My Rails Learning Path: Flash Pitfalls
By divas on Jun 10, 2008
For the past few weeks, I have been working on writing the NetBeans IDE 6.1/Rails 2.0 version of the Building Relationships Between Models tutorial. The NetBeans Ruby community provided helpful guidance, especially Florian Gilcher, who spent a lot of time shaping up the code and teaching me about best practices. Florian moderates the Rails part of Rubyforen.
The first input I got from Florian was actually about the Rails 1.2 version of the tutorial. In this tutorial, they used the flash to pass the post's id from the show action to the show template and from the show template to post_comment action.
Florian pointed out that using the flash to store state information can cause two severe bugs:
Session Time Out Bug. A session is volatile and thus gets erased after a certain amount of time, typically 15 minutes after the last client request. Should a user get a phone call in the middle of writing a comment, the session could be invalidated, creating a new one. When the user submits the comment, the flash is empty and he gets a 500 status. Not good!.
Multiple Request Bug. The flash holds for one unspecified request. If the browser fires off another request, the flash is emptied. Thus a user switching between writing a comment and reading posts on other message boards runs into the same problem as above.
I have the feeling that several of the lab participants at our JavaOne hands-on-lab ran into these exact problems, as they were using the same browser to read the lab steps and run the application. I had not run into these problems when testing the lab or the original tutorial. As Florian pointed out, "The bad thing about both bugs is that they almost never appear in testing environments. I would never sit before my PC writing plain text for 15 minutes, and explain my boss that I was testing ;)."

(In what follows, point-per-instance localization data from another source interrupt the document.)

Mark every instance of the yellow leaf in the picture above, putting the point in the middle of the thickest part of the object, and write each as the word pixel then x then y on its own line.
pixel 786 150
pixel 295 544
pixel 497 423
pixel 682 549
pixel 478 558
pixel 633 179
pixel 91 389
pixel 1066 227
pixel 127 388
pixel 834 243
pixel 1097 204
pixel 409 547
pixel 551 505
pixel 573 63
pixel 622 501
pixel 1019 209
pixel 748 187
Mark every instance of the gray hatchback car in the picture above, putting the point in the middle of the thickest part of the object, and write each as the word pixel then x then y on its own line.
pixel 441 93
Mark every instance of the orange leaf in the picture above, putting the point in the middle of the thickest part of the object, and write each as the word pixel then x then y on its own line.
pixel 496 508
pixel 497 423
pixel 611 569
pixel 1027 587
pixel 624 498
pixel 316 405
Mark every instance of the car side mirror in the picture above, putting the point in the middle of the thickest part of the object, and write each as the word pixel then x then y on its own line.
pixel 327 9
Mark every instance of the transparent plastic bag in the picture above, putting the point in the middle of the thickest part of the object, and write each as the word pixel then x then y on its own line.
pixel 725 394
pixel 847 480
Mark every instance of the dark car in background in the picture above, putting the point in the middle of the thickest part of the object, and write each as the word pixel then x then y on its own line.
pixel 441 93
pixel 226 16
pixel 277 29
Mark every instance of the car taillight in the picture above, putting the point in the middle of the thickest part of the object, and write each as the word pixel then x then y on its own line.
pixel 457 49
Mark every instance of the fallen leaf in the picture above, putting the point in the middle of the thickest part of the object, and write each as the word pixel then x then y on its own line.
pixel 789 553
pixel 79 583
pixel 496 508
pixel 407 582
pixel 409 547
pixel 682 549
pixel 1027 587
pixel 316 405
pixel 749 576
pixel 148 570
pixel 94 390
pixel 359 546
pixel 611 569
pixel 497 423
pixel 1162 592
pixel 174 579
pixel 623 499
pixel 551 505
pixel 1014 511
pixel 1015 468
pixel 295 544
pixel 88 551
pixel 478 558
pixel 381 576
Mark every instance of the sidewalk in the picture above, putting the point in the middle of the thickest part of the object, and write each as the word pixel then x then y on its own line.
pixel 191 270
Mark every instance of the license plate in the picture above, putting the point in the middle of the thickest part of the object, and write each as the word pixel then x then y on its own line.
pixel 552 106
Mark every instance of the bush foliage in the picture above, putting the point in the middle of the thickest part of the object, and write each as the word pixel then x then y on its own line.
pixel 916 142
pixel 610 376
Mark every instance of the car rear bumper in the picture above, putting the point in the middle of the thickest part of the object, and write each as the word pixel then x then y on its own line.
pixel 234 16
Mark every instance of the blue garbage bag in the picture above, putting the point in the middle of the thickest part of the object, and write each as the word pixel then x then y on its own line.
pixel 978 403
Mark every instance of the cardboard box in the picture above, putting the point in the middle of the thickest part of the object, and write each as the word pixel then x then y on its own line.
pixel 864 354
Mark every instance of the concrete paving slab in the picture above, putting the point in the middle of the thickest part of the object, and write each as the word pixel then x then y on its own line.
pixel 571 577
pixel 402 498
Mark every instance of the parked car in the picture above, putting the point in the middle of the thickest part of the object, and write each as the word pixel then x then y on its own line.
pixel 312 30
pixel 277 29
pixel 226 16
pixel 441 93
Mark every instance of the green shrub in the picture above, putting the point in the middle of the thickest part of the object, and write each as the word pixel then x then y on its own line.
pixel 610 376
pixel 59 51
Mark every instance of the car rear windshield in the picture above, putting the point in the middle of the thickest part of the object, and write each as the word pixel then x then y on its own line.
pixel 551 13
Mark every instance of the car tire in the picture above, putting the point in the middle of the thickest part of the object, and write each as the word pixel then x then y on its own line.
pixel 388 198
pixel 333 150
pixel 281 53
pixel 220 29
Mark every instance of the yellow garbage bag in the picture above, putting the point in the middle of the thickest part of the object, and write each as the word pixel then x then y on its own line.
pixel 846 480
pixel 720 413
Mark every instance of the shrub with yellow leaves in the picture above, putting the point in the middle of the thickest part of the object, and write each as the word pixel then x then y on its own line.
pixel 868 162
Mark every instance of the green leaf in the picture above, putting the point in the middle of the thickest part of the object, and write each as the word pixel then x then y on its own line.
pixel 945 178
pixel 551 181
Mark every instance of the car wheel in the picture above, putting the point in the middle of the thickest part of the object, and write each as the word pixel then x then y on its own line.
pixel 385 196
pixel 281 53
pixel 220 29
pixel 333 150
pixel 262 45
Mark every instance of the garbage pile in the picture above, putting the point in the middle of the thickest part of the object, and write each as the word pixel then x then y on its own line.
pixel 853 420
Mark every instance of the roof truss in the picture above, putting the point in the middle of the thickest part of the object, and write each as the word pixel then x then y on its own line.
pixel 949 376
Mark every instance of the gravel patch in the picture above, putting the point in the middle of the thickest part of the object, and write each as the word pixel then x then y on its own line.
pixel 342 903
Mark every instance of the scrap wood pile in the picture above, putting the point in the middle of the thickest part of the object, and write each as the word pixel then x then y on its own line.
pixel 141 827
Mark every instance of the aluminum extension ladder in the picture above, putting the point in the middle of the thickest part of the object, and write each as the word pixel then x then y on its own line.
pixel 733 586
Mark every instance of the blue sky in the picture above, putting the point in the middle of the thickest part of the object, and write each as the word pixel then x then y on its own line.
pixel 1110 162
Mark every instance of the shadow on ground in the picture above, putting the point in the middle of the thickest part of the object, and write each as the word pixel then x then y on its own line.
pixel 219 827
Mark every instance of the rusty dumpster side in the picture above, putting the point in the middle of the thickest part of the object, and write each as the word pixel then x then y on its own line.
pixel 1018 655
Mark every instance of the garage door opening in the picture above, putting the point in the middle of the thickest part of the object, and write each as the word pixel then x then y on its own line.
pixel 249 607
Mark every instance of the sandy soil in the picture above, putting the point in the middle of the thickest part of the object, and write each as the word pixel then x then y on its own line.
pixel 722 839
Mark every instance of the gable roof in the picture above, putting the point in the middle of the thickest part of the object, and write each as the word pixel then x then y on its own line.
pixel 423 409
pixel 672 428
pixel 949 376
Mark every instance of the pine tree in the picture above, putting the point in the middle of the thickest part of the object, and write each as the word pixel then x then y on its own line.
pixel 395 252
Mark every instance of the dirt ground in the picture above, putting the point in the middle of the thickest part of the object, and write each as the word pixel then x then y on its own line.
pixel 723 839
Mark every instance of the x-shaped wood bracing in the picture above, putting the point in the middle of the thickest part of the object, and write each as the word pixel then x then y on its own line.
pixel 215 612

Instead of using the flash, you can simply add the the id in the call to form_tag (form_tag :action => 'post_comment', :id => @post). This maps to /blog/post_comment/id, which matches the pattern declared by the map.connect ':controller/:action/:id' mapping in routes.rb. An alternative is to pass it in a hidden field. One problem with these solutions is that the data can be tampered with, so you need to make your application able to cope with that. As Florian said, "If the user wants to play madman, he should only be able do this with data he actually is allowed to edit."
So, lesson learned! Fortunately, the NetBeans Ruby 6.1 tutorials use RESTful resources, and thus eliminate this bad practice altogether.